Я не хочу лечиться от своего безумия. Не хочу выздоравливать. Не хочу просыпаться. Я болела слишком долго, что теперь передо мной только два пути: или же моя болезнь перерастет во что-то иное, или принесет мне достойную гибель. Она уже настолько срослась со мной, что я не могу без нее жить и не вижу смысла ни в чем. Но и того, что было, теперь никогда не будет. Я никогда больше не смогу быть счастлива тем невероятным счастьем сумасшедшей, строящей в своем перевернутом с ног на голову воображении воздушные замки и миражи. Я здорова только наполовину, и это состояние страшнее всего: в то время, как разум расчетливо убивает осколки мнимого счастья и указывает на сереющую за окнами сознания пустоту, душа, решившая отомстить за это, готовит новый рецидив, и я бьюсь в лихорадке мечты несколько часов, кусая от боли губы и задыхаясь от нестерпимого счастья.
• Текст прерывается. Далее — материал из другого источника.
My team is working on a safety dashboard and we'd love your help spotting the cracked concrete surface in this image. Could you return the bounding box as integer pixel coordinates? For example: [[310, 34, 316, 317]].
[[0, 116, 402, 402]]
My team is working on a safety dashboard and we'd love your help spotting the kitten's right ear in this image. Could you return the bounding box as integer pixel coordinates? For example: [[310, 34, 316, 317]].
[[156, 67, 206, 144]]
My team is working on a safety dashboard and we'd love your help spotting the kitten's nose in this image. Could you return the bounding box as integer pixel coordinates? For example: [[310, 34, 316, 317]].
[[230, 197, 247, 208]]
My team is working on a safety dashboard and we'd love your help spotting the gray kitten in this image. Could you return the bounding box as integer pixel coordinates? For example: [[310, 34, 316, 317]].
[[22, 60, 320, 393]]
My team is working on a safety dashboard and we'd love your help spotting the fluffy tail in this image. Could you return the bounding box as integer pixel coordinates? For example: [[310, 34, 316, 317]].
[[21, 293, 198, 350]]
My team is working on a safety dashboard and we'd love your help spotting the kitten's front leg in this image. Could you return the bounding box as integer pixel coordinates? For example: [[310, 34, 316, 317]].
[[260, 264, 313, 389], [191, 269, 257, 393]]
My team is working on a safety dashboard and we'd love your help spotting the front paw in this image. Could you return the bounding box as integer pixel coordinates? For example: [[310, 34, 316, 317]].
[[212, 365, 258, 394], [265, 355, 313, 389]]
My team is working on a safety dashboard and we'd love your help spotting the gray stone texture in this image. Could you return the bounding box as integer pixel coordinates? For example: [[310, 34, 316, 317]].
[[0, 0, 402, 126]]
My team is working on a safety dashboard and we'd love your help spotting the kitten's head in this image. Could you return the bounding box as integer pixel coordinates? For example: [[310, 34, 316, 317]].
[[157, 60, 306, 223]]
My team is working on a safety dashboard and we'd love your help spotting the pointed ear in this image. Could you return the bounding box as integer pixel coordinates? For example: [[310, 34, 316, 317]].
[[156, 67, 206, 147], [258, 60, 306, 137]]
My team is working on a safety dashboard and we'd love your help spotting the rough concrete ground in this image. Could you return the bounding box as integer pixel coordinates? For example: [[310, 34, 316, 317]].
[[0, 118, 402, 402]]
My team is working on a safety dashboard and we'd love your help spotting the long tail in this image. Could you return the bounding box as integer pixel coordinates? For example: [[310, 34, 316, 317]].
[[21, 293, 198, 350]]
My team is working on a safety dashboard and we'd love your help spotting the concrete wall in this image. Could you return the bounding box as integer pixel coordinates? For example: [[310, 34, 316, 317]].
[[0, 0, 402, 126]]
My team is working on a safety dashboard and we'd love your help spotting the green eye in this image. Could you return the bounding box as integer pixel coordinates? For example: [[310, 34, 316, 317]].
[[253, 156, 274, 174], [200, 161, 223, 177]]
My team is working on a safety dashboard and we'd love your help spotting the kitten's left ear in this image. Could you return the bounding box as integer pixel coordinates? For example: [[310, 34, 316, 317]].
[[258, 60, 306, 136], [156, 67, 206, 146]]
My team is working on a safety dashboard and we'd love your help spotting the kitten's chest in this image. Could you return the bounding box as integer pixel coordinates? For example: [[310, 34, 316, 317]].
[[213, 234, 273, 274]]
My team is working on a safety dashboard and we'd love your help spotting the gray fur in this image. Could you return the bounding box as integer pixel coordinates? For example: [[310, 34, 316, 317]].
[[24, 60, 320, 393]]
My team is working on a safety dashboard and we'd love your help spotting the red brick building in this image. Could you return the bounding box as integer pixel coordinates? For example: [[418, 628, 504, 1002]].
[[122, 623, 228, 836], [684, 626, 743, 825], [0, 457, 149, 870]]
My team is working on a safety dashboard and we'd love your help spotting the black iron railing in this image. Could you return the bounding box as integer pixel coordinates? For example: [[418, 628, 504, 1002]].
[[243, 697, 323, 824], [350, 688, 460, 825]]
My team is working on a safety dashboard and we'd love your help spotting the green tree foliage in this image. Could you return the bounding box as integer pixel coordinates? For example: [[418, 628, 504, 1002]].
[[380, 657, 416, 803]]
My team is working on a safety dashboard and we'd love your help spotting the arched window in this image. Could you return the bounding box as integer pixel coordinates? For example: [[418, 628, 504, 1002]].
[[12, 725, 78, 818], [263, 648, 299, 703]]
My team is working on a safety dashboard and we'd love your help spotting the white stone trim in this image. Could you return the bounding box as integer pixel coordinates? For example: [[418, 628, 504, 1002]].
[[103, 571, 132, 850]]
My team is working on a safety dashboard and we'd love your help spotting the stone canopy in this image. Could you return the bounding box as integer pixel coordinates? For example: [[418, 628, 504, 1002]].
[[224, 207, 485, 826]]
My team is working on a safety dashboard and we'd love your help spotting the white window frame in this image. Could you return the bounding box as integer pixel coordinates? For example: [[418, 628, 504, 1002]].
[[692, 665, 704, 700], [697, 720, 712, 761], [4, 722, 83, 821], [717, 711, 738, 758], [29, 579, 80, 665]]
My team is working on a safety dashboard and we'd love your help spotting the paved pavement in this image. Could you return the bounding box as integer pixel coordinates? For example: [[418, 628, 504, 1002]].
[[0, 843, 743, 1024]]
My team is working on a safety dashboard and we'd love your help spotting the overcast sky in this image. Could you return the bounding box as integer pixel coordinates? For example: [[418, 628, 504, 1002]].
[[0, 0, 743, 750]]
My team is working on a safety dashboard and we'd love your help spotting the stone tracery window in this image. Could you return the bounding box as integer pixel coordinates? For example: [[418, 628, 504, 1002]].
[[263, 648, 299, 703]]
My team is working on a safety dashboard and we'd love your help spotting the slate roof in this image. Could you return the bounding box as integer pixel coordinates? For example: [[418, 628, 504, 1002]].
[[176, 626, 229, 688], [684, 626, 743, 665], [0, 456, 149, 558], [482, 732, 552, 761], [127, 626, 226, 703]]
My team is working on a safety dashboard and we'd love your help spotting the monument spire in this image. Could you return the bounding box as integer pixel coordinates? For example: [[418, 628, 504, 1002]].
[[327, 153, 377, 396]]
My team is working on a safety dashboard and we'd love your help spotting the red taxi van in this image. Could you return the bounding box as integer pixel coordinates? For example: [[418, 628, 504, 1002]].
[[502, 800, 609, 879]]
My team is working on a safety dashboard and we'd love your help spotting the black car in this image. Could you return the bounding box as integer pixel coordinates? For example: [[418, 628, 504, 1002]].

Так брожу в лабиринтах мыслей и чувств, пока не дохожу до тупика, проходящего смертельной судорогой по телу. О, близок конец, и близка его спасительная легкость! Но любезные врачеватели любви несут мне лекарство забвения. Пью, и глоток за глотком проходит последняя дрожь. Леденящее спокойствие и безразличие ко всему разливаются в груди, и расчетливый разум снова вступает в свои права. Я оглядываюсь вокруг, и кажется мучительно напрасным этот тающий в весенней эйфории мир, и как, как могут ехать машины по улицам, как может гулять ветер в верхушках деревьев, как могут радостно смеяться дети, в то время как я теряю себя?! Медленно тело застывает, как будто на нем высыхают остатки влажного гипса, и я превращаюсь в статую, у которой зачем-то бьется сердце. Это длится до нового приступа, до нового раздвоения себя, до смертельной схватки реальности с невероятным, если она вновь произойдет… О, я выбрала бы разум, если бы он был таким же мудрым, как душа, и выбрала бы душу, если бы она была такой же бесстрастной, как разум. Снова передо мной две чашечки весов в ожидании приговора Фемиды, но пока она не пришла, я ведь могу все изменить и почему-то боюсь прикоснуться к нитям судьбы, продлевая ожидание. Лекарство забвения не помогает, к счастью или к горю, -- я не знаю.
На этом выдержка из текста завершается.